Chapter 12
LINK SEWAKTU-WAKTU DAPAT BERUBAH, JANGAN LUPA FOLLOW IG @WONBIN_RI1ZE
Chapter 12
Mata Leonard saat ini terlalu jernih untuk mengabaikan saran konyolnya sebagai orang yang sedang mabuk. Pada akhirnya, tidak butuh waktu lama hingga keheningan yang menyelimuti meja kartu setelah ucapan tersebut berubah menjadi sorak-sorai yang antusias.
"Bukankah itu menyenangkan? Bagaimana kalau mempertaruhkan semua chip yang kita miliki di sini?"
"Besar! Aku akan bergabung, Aku akan bergabung!." Peter mendorong tumpukan chip poker di depannya dengan penuh semangat.
Bjorn menghela nafas pelan dan dengan malas bersandar di kursinya. Karena semakin banyak orang bodoh yang menunjukkan minat mereka untuk berpartisipasi dalam taruhan tidak berguna satu per satu, permainan yang baru saja mereka mainkan menjadi terbengkalai.
'Leonard, kamu bajingan. Kamu pikir aku akan kalah dalam taruhan baru ini, lihat saja bagaimana aku akan membalikkan papan permainan kamu sepenuhnya.'
Leonard tidak bergeming meskipun Bjorn meliriknya dengan kesal. Sementara itu, chip poker dari berbagai tempat memenuhi bagian tengah meja yang berantakan.
Para peserta menyadari bahwa pertaruhannya jauh lebih besar daripada yang mereka perkirakan sebelumnya dan sekarang mereka semua sangat ingin menang. Namun, hanya ada satu orang yang belum memasang taruhan.
"Bjorn, apakah kamu akan bergabung juga? Ayo." Peter menyelinap ke sisi Bjorn sambil mencoba membujuknya.

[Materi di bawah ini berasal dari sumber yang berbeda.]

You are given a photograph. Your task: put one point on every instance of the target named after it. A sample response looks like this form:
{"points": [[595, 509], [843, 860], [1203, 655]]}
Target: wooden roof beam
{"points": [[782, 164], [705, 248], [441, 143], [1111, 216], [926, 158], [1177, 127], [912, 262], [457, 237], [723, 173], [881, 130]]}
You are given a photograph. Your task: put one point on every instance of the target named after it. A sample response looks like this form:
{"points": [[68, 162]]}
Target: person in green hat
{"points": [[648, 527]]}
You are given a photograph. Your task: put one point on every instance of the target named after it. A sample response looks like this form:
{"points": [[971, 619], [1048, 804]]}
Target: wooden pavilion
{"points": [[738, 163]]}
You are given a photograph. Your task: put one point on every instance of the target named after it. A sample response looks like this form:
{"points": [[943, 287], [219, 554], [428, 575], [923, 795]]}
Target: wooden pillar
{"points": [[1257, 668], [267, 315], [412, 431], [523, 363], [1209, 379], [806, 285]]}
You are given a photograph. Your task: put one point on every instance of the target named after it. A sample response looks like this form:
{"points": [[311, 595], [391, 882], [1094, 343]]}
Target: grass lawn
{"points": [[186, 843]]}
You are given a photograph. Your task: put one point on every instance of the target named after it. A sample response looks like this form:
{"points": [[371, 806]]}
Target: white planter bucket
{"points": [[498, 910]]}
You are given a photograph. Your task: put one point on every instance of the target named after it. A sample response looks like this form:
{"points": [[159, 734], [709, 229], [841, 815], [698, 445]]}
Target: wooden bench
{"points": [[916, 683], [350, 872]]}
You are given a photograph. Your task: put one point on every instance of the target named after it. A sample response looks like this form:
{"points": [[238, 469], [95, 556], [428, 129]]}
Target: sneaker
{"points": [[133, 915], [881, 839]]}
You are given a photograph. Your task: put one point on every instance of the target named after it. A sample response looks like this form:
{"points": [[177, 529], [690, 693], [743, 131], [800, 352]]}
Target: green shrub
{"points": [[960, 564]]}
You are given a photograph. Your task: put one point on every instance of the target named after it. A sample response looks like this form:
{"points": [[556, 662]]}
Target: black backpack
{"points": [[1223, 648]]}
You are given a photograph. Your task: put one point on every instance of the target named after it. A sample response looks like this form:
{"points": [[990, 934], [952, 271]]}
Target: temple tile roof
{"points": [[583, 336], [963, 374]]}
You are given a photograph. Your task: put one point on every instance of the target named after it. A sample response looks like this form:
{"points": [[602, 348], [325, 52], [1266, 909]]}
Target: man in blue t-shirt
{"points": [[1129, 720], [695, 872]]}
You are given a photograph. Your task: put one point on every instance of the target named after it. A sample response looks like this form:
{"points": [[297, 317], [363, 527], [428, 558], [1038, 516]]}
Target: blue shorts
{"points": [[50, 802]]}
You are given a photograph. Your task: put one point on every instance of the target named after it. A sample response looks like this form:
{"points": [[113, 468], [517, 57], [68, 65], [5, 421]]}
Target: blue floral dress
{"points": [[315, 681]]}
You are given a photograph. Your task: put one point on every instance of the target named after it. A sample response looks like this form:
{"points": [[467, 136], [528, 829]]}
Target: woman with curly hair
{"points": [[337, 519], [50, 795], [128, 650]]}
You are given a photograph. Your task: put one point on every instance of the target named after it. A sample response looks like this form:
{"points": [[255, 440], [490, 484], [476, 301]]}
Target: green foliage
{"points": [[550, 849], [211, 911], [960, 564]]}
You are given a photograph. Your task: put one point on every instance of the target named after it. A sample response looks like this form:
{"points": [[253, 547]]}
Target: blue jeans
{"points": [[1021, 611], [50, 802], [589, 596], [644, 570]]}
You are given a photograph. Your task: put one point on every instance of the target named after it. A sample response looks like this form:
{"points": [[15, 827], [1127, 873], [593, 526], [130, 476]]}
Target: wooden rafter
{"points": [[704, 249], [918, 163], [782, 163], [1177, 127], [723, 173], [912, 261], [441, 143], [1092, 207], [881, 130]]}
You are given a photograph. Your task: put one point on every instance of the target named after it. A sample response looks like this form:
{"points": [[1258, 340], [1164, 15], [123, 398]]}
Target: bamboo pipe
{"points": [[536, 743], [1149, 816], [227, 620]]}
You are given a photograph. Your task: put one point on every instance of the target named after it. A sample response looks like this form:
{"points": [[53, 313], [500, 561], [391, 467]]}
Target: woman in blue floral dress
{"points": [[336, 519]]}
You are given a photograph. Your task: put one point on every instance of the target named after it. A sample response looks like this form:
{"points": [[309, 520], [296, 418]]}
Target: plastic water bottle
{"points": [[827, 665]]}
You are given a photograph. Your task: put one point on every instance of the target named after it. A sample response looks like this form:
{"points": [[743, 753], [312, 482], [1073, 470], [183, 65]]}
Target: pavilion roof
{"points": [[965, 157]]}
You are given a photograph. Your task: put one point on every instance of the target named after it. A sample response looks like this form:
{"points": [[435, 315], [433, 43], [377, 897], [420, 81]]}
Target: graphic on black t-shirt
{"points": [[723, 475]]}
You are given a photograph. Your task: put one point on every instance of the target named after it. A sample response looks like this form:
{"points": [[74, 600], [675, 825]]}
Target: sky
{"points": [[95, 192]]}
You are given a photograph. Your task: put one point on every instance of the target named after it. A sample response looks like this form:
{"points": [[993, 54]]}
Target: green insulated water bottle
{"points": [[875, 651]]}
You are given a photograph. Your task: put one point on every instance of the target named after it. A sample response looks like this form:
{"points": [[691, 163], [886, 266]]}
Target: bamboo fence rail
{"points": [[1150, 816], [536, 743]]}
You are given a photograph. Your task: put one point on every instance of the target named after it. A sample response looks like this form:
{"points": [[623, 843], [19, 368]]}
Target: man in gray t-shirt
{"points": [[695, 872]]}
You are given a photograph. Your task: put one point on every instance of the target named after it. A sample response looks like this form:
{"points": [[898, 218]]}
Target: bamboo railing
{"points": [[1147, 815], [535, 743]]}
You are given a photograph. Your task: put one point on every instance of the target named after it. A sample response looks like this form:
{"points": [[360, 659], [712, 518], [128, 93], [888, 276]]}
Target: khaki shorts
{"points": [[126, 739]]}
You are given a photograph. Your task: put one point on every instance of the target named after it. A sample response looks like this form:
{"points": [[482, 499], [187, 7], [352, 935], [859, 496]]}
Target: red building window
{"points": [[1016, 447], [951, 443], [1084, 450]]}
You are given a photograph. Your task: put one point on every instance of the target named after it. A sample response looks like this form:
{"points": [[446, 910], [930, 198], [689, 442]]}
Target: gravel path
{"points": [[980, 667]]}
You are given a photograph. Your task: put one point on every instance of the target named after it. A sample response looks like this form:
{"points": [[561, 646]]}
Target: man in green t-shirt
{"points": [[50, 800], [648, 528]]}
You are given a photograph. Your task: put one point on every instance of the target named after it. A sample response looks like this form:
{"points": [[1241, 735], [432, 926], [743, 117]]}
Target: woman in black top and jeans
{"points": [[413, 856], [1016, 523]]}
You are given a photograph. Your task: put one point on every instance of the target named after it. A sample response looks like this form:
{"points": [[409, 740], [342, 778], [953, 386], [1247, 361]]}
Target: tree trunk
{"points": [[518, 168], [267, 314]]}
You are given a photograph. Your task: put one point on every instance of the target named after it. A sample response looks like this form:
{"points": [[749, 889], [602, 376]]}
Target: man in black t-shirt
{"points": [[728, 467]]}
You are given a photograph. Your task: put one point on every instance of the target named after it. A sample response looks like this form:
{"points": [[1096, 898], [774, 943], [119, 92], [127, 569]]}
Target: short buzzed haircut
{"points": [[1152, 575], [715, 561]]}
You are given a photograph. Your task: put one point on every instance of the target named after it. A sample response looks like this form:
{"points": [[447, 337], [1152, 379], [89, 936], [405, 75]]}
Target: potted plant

Semua orang di ruangan itu tahu bahwa Bjorn Dniester tidak akan pernah berpartisipasi dalam taruhan jenis ini. Oleh karena itu, mereka perlu menawarkan taruhan yang lebih besar karena kesempatan untuk merampok Pangeran yang terkenal dengan keberuntungannya dalam berjudi tidak sering datang.
"Bergabunglah dengan kami, ya?" Peter bertanya lagi dengan gugup, sambil mendorong tumpukan chip poker di depan Bjorn.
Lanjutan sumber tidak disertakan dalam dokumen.